Website Usability Testing

Website Usability Testing

Website Usability Testing

Web Usability Testing is an iterative process. It involves feeding back key improvements to the web development team regarding user requirements. Lots of business decision makers have their own opinion about how they want their company website to look, feel and work. Based on these business requirements it is then the appointed web design company or department’s job to realize these requirements. What is sometimes missed out is what the users require. The aim of this article is to explain the importance of involving the user, iteratively, throughout the website design process and, indeed, throughout the whole lifecycle of the website even after it has gone live!

By iterative I mean redesign or even return to the requirements stage if there are any improvements required after user testing takes place. Many developers, software and web, see testing as an end stage which takes place just before project delivery but if we use a spiral development methodology we are more likely to be able to deliver a more user centered web design solution  at a lower cost. This is because, by nature, a waterfall style process requires signing off and documentation at the end of each stage which makes revisiting a given stage costly.

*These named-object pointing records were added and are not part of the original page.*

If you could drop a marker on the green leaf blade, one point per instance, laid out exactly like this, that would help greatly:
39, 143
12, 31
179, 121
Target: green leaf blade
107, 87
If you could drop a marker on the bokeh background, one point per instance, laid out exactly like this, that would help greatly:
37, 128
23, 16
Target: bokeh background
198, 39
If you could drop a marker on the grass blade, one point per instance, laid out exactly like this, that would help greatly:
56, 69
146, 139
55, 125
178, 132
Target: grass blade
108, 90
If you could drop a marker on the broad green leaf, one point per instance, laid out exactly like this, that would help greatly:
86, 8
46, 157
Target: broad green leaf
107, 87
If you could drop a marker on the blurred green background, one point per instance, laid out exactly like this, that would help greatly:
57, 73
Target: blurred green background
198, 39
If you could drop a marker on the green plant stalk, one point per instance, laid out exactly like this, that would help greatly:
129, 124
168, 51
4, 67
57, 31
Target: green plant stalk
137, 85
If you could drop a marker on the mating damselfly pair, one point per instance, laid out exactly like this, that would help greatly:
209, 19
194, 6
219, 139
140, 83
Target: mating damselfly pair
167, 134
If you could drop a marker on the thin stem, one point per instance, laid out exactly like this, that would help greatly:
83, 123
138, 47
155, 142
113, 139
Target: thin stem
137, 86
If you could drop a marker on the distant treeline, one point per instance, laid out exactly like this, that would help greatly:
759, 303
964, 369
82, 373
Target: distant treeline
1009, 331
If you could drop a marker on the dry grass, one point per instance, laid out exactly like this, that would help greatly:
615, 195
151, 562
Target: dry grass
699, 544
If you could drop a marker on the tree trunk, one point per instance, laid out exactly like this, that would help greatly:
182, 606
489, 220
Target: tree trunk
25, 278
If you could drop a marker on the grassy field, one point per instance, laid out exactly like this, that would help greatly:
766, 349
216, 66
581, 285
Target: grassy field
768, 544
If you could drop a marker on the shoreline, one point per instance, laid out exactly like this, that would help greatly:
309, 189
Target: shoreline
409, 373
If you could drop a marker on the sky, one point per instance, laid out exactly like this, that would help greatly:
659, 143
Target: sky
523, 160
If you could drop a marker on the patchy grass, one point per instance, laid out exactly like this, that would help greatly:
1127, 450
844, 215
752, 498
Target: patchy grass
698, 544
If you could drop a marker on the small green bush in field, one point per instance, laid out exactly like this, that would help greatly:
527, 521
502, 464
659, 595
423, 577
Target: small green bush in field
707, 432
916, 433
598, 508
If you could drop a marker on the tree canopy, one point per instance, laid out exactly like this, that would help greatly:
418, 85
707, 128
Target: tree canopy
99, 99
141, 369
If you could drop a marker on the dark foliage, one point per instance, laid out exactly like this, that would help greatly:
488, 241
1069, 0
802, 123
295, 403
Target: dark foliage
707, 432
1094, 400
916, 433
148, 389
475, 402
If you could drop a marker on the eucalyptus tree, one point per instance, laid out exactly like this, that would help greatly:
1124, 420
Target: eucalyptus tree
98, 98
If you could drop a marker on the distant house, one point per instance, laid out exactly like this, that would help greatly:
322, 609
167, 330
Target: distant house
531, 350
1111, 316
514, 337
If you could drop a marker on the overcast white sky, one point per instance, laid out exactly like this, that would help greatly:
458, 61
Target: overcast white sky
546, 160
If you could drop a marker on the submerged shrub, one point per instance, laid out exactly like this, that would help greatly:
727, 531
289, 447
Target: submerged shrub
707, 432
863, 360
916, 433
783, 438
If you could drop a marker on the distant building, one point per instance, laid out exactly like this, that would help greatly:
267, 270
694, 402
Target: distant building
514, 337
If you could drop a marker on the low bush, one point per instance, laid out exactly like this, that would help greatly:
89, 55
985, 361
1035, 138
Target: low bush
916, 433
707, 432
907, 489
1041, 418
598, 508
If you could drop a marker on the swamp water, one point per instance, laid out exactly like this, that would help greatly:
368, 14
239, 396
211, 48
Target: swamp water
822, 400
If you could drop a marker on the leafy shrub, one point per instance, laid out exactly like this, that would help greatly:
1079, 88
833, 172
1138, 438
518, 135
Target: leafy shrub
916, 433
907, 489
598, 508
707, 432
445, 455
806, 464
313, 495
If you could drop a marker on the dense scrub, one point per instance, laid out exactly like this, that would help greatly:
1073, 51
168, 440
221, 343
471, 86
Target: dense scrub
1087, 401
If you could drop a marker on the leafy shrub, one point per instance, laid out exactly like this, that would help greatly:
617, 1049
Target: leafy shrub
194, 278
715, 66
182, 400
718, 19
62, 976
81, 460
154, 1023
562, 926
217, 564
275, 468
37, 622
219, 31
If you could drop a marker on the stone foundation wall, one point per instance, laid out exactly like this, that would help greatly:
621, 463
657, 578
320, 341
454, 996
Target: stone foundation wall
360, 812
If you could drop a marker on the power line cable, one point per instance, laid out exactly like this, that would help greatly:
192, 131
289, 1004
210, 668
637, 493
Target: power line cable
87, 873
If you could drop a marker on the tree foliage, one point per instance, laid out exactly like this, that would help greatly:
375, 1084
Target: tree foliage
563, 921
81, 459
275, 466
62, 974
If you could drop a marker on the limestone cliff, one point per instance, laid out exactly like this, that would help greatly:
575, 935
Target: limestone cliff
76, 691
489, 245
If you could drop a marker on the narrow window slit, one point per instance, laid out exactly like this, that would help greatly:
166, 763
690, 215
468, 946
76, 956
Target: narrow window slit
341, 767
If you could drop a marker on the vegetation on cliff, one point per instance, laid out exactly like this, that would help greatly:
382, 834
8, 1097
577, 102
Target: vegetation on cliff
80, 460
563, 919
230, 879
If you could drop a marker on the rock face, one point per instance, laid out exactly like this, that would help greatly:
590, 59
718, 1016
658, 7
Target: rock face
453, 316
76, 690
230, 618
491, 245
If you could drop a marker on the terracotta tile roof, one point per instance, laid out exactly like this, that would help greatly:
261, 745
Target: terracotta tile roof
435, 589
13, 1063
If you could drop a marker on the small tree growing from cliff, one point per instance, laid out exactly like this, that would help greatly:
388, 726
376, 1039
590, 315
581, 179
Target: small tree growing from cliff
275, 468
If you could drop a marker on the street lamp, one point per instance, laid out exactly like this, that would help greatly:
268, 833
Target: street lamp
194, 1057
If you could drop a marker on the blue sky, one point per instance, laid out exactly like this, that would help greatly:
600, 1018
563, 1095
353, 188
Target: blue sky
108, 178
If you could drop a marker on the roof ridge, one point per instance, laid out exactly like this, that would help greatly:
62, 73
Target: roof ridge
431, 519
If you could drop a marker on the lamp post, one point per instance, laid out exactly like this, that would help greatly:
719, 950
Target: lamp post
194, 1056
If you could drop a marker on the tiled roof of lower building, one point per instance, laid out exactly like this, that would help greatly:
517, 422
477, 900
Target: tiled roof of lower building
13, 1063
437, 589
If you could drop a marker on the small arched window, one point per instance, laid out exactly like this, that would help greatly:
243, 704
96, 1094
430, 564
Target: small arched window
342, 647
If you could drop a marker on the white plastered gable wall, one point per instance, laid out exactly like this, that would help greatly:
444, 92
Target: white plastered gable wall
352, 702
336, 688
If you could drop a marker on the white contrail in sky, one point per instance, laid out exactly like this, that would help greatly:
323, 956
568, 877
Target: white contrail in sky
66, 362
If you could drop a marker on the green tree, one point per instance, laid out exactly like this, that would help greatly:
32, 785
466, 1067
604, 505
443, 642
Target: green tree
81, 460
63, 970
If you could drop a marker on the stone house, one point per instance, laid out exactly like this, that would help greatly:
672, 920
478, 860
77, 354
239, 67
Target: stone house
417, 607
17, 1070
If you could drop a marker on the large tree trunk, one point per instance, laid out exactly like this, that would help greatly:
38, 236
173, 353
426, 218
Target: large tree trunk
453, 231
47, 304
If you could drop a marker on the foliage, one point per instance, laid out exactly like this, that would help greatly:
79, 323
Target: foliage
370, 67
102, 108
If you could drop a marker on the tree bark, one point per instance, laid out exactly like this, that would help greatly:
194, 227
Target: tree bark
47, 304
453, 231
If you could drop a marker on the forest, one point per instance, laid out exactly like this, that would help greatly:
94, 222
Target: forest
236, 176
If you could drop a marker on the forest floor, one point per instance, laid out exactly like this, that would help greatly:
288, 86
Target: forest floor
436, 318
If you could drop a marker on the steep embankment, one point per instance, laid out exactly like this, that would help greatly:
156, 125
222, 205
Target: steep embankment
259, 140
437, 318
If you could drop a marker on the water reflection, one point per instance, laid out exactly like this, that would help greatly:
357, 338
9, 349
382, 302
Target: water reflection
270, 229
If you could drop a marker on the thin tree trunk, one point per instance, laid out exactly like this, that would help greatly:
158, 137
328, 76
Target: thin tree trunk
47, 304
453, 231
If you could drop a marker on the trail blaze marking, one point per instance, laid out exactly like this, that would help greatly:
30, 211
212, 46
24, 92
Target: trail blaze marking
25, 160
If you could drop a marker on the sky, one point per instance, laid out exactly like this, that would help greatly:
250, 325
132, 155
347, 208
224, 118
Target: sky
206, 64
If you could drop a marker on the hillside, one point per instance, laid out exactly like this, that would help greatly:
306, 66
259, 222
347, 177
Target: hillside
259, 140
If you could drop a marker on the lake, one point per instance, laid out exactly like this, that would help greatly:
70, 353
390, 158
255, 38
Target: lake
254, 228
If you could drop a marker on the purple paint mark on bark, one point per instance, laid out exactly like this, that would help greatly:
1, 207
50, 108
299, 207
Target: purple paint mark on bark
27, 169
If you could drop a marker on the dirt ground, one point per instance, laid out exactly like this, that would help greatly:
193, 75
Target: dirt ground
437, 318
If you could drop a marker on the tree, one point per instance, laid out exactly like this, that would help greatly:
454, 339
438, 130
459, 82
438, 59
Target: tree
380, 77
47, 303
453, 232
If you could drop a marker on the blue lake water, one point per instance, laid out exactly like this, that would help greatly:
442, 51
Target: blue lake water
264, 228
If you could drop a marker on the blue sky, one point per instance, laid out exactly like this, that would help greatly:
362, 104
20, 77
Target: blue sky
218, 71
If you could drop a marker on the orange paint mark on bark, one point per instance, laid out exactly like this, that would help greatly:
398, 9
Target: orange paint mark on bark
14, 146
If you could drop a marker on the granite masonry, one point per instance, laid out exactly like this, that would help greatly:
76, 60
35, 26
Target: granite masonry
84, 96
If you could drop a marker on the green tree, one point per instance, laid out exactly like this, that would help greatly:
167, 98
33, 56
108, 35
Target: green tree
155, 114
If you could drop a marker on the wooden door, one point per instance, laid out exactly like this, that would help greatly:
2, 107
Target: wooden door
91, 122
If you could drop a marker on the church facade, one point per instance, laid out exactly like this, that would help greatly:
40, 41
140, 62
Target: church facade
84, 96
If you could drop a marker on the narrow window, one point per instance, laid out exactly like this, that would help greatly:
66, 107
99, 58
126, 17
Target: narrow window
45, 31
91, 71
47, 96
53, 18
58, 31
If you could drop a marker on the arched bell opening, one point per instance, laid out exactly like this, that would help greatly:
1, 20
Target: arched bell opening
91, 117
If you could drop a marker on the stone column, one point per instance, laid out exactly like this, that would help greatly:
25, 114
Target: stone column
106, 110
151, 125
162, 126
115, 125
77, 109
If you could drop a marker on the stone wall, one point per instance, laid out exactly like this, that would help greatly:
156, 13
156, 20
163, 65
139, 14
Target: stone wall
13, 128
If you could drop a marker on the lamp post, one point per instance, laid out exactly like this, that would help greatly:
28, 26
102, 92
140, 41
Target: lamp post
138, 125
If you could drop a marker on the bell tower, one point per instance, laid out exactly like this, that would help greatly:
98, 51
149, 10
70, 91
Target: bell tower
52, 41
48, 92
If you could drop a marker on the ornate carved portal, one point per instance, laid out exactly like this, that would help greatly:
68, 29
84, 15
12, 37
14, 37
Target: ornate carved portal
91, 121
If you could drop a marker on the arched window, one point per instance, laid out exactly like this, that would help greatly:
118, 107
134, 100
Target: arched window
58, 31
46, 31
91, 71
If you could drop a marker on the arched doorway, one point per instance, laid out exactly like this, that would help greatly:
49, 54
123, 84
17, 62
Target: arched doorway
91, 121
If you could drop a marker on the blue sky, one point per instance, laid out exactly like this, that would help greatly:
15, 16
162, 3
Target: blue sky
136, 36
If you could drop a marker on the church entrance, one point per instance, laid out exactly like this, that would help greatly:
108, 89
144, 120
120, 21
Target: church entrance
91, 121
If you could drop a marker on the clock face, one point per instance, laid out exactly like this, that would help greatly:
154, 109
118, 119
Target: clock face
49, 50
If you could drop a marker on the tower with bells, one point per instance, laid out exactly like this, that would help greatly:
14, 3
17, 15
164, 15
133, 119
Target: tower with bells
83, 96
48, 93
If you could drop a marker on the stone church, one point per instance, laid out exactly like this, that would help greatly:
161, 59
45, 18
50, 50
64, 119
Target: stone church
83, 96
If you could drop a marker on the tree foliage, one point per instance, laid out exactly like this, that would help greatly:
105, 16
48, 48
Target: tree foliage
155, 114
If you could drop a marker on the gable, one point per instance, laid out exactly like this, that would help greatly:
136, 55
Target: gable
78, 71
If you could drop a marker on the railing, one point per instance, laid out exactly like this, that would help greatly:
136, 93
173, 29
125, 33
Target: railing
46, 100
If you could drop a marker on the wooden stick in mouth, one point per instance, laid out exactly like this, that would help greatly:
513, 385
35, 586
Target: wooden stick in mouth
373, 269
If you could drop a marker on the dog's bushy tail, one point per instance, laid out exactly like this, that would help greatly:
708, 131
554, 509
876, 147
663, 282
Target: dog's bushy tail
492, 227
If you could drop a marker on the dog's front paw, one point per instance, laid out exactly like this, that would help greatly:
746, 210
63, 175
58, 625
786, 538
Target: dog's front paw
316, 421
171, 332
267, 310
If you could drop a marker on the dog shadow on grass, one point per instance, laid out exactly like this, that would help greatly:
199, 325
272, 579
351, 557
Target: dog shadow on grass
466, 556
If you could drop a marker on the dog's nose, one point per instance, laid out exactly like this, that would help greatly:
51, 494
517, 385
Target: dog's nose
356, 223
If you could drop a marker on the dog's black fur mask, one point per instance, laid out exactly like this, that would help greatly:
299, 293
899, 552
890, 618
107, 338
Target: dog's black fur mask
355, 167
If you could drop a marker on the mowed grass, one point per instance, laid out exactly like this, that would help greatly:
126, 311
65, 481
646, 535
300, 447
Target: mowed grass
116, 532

We all develop some type of process but some design processes can become too rigid and leave little room for redesign. It seems inevitable that requirements will change, especially during a long project, this is why flexibility is important.

usability testing  can be carried out either as part of a new web design project, as part of the ongoing online strategy or on an existing website which did not previously have a testing strategy planned for it. A typical application of user testing is a pay per click ad campaign. Lots of traffic may be being driven to a landing page but conversion may be unexpectedly low. Conversion may mean purchasing a product or service, submitting an online contact form, making a phone call or sending an email. Even when good practice design guidelines are followed by website designers user testing is necessary. This is because every website is different. Website visitors have certain expectations which are based upon their own experience of how a website should work.

A visitors experience is determined by every over website they have ever visited or, at least, those that they can remember. Your   website  must work the same as other websites that your target markets use. Website developers can follow best practices but the user experience will ultimately depend upon usage by your visitors over a given period of time.